Si le Tibet redevenait independant aujourd'hui,il se viderait de sa population chinoise encore plus vite qu'elle est arrivee.Pensez a un pays comme le Kazakhstan a la fin des annees '80:En plein URSS dont personne n'envisageait l'implosion et peuple a 70% de non-Kazakh.En 1991(contre son gre,tant plus aucun Kazakh ne revait d'independance!),il devint independant et en l'espace de quelques annees, des centaines de milliers de Russes le quitterent,inversant la proportion ethnique.
(Pour etre precis le Tibet souffrerait plutot la comparaison avec l'Ouzbekistan qui est reste tres enracine dans sa culture et sa religion.)

Le revers de la medaille:Une grande partie de Tibetains partiraient pour Pekin,Shanghai et Canton (ou retourneraient en Inde)pour nourrir leur famille.Le Tibet n'aurait guere d'autre ressource que le tourisme(et les mines),une mono-economie a l'image du coton en Ouzbekistan.

Mais qui sait,le Tibet est un pays different et l'apres-independance pourrait se passer mieux?

En tous les cas, il faudrait que cette independance arrive vite,car le visage du Tibet change a une allure foudroyante.

Autrefois le potala n'etait qu'une extension a l'ouest du Lhassa pre-invasion.La ville l'entoure entierement,pousse jusqu'au pied des monasteres de Drepung et Sera(deux des quatres plus importants du Tibet) et n'arrete pas de s'etendre a l'ouest, encourage par un slogan geant en singlish, estampille de la tete de termite de Deng Xiaoping:"The developing zone is very promising!"

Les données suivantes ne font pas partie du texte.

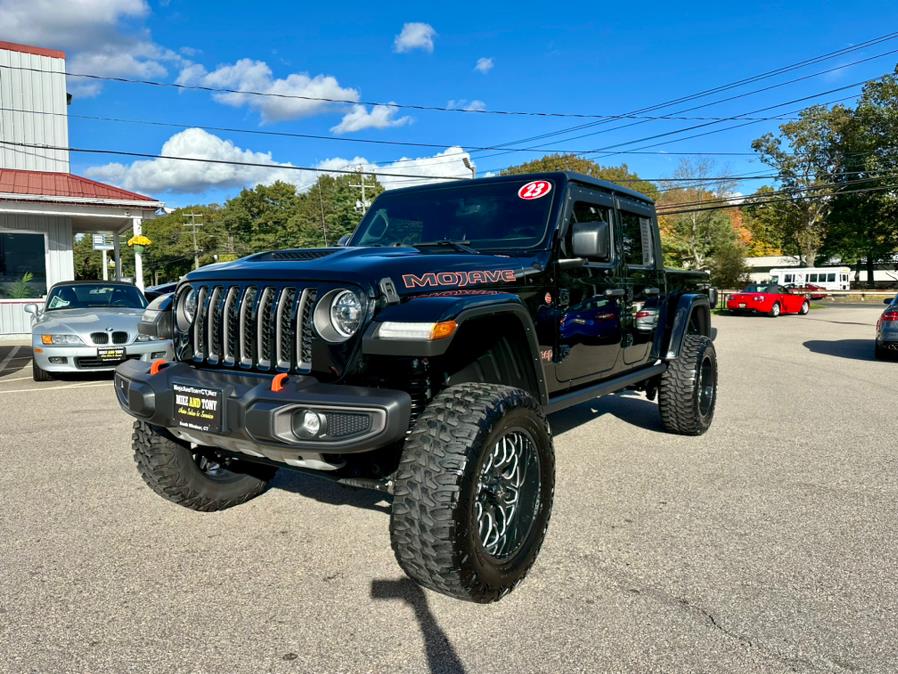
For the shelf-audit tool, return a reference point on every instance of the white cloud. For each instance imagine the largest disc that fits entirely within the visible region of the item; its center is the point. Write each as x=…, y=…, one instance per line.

A l'extremite de Lhassa, sur la route de Shigatse,un village de plus est absorbe dans la "developing zone".Les maisons qui n'ont pas encore ete remplacees par des concessionaires automobiles ont ete souillees d'un charactere rouge qui signifie bien evidemment "a detruire".Les habitants seront reloges dans des fausses maisons tibetaines.De loin ca y ressemble, mais il y a quelque chose qui cloche... Est-ce leur alignement,leur architecture exctement identique?Ou le fait que les briques sont laissees apparentes,les murs non recouverts de torchis puis peints en blancs, et les fenetres encadrees de catelles?Les reloges se plaignent du froid.

Plus je passe de temps a l'Ouest de la Chine,et en particulier au Tibet, plus je suis convaincu qu'il y a une maniere chinoise de faire les choses et qu'elle est fondamentalement differente, souvent opposee, a la maniere tibetaine.

Soleil de Lhassa

Il reste a Lhassa des lieux bouillonants de vie, fuieusement tibetaine et qui le resteront quelques annees encore.Promenez-vous autour du Jokhang,le temple central du vieux Lhassa.Les pelerins se prosternent a longueur de journee devant l'entree tandis qu'une masse compacte tourne dans le sens des aiguilles d'une montre du matin au soir.

Tout autour, le bazar de Lhassa est un spectacle permanent... Une foule heteroclite,venant du Kham ou du Ngari,de l'U-tsang et du Khombo,ou meme de l'Avuho et du Moyu,de tous les coins du Grand Tibet, y negocie viande de yak et racines troma,ambre et turquoise,drapeaux de prieres et habit monastique,tsampa,DVDs de musique tibetaine, et bien plus encore.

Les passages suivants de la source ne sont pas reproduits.